Write your obituary

Death is a reality. But one that most of us don’t want to think or talk about very often.
My first experience with death was an all-night vigil in the parlour of Great Uncle Dave’s house when Great Aunt Annie was dying.
I must have been about 10 or 12 years old as Aunt Annie’s extended family sat and talked in hushed whispers. And we all went into her bedroom one by one to say good-bye.
Then, as the day was dawning, Uncle Dave came out and said only a simple sentence, “She’s gone.”
More than a decade later, I was working in a church publishing house when early one Sunday morning the phone rang. My 18-year-old cousin, Norbert, had been killed–instantly.
Norbert, who was driving a motorcycle, had been killed by two racing cars. As the cars raced up the brow of the hill toward him, Norbert didn’t have a chance.
Whether you die with your family around you or die unexpectedly, you always leave a grieving family.
No wonder we find it hard to talk about end-of-life issues.
Last week, my daughter and I had a conversation about getting rid of all my neatly-stored “clutter.” And she said, “Don’t worry about it. Just don’t go downstairs!”
“But if I don’t get rid of it now, you’ll have to deal with it later when you’re grieving,” I replied.
“That’s the least of my worries,” said my daughter. “If you want to do something that would really help with my grieving process, write your own life sketch!”
She went on to say that she wouldn’t know where to start. And she thinks everyone, no matter their age or health, should write their own obituaries.
My husband has written a 175-page memoir from birth until age 43. Although my daughter has read it, how could she possibly shorten it into an obituary?
And what about the rest of his life?
As a result, I have been thinking about my life sketch. What would I say?
Would I write about the fabulous place I grew up, in the midst of lakes and forests, surrounded by caring extended family and fun-loving neighbours? And about the wonderful experiences I had living in five states and two Canadian provinces as an adult.

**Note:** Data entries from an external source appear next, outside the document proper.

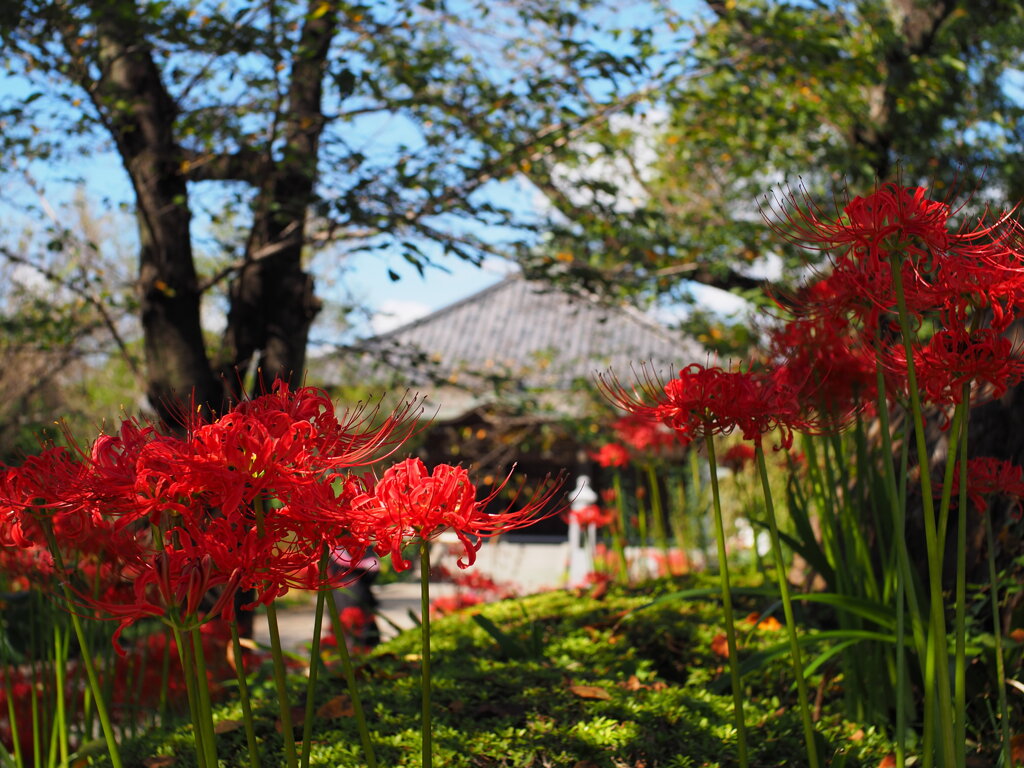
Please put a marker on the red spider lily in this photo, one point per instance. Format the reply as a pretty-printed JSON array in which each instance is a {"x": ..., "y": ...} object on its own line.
[
  {"x": 711, "y": 400},
  {"x": 353, "y": 439},
  {"x": 988, "y": 476},
  {"x": 822, "y": 350},
  {"x": 248, "y": 501},
  {"x": 411, "y": 503},
  {"x": 952, "y": 358},
  {"x": 611, "y": 455},
  {"x": 643, "y": 434},
  {"x": 891, "y": 216},
  {"x": 941, "y": 270}
]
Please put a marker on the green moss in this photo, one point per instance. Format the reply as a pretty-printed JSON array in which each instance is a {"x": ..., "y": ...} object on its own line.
[{"x": 608, "y": 682}]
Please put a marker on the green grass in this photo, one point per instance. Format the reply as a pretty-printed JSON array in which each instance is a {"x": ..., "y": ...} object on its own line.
[{"x": 592, "y": 683}]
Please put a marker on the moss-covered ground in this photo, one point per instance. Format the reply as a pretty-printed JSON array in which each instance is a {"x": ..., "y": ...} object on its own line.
[{"x": 583, "y": 680}]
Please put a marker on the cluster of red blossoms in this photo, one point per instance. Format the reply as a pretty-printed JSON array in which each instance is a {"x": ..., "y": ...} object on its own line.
[
  {"x": 251, "y": 501},
  {"x": 961, "y": 288}
]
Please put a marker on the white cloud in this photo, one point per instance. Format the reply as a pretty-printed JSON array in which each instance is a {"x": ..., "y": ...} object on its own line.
[{"x": 395, "y": 312}]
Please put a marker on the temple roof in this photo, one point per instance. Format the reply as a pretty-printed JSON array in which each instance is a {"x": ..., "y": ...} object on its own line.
[{"x": 526, "y": 335}]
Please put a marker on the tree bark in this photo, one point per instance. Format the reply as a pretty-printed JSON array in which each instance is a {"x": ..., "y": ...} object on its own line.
[
  {"x": 272, "y": 299},
  {"x": 139, "y": 115}
]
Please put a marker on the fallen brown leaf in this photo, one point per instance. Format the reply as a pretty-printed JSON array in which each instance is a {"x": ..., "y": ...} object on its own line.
[
  {"x": 590, "y": 691},
  {"x": 339, "y": 707}
]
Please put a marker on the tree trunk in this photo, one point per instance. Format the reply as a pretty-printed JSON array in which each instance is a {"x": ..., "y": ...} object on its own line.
[
  {"x": 272, "y": 300},
  {"x": 140, "y": 116}
]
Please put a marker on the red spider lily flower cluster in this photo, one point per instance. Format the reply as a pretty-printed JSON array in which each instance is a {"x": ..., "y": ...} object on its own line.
[
  {"x": 987, "y": 477},
  {"x": 962, "y": 286},
  {"x": 712, "y": 400},
  {"x": 249, "y": 501},
  {"x": 643, "y": 435},
  {"x": 412, "y": 504}
]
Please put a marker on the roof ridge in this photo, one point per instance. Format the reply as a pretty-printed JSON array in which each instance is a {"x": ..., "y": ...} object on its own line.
[{"x": 448, "y": 308}]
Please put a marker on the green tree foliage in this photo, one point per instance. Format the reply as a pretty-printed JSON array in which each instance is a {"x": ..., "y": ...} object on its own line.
[
  {"x": 323, "y": 123},
  {"x": 815, "y": 94}
]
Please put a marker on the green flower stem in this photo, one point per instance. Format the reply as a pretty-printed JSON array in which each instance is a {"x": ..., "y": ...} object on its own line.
[
  {"x": 791, "y": 626},
  {"x": 642, "y": 529},
  {"x": 427, "y": 735},
  {"x": 188, "y": 670},
  {"x": 280, "y": 676},
  {"x": 903, "y": 581},
  {"x": 165, "y": 676},
  {"x": 314, "y": 662},
  {"x": 353, "y": 690},
  {"x": 90, "y": 670},
  {"x": 960, "y": 656},
  {"x": 730, "y": 627},
  {"x": 203, "y": 697},
  {"x": 1000, "y": 672},
  {"x": 247, "y": 710},
  {"x": 11, "y": 717},
  {"x": 59, "y": 670},
  {"x": 937, "y": 688},
  {"x": 657, "y": 514},
  {"x": 37, "y": 741},
  {"x": 281, "y": 684},
  {"x": 622, "y": 534}
]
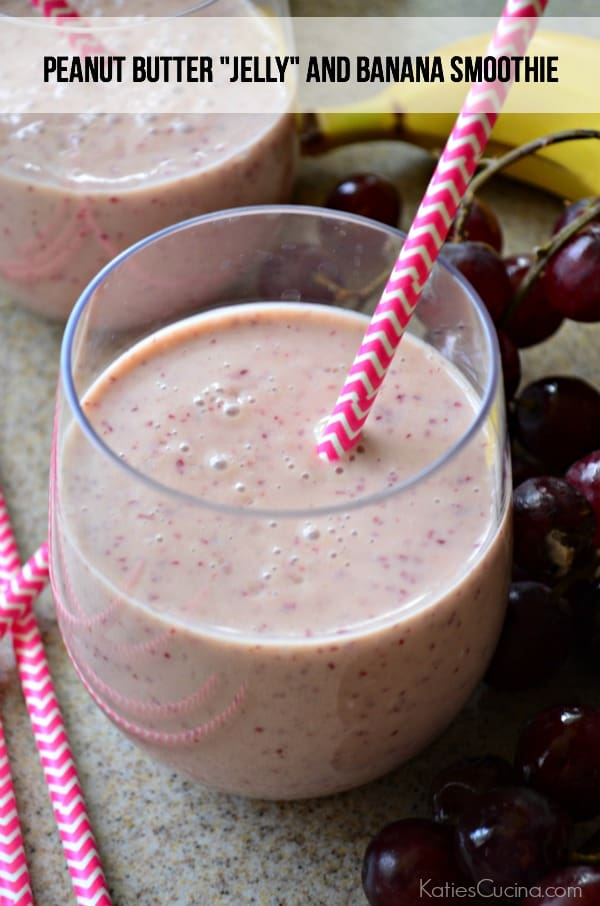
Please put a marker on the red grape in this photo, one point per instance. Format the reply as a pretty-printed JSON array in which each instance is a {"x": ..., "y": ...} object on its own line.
[
  {"x": 585, "y": 476},
  {"x": 557, "y": 419},
  {"x": 511, "y": 835},
  {"x": 484, "y": 269},
  {"x": 455, "y": 786},
  {"x": 576, "y": 884},
  {"x": 406, "y": 855},
  {"x": 553, "y": 527},
  {"x": 481, "y": 225},
  {"x": 535, "y": 319},
  {"x": 368, "y": 195},
  {"x": 558, "y": 754},
  {"x": 572, "y": 211},
  {"x": 535, "y": 639},
  {"x": 308, "y": 275},
  {"x": 524, "y": 465},
  {"x": 571, "y": 280}
]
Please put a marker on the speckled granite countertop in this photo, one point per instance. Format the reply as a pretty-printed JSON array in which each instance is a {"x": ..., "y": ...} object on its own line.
[{"x": 162, "y": 839}]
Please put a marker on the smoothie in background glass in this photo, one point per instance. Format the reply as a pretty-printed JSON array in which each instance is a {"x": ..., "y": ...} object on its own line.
[
  {"x": 268, "y": 623},
  {"x": 76, "y": 189}
]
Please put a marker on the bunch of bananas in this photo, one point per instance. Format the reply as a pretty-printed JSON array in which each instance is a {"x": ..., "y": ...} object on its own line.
[{"x": 569, "y": 170}]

Or would I define myself by career? Teacher, writer, stay-at-home mom, mental health public relations director, columnist.
Or how about the important people in my life? My husband, my children, my brother and sister-in-law, my nieces and nephews, my wonderful parents, the only grandmother I knew, special friends.
There are so many facets to a person’s life.
Think about your own life. What would you want people to know about you? What would you want them to remember?
Think back–way back. Where did you grow up? Did you move frequently? What school experiences were special?
What friends did you have? What people have shaped your life and still are important?
What unusual things have you done that most people don’t know about? Have you served abroad?
You take it from here!
Writing your life sketch is a wonderful way to celebrate your life experiences. And a marvelous gift to leave for your grieving family in the future.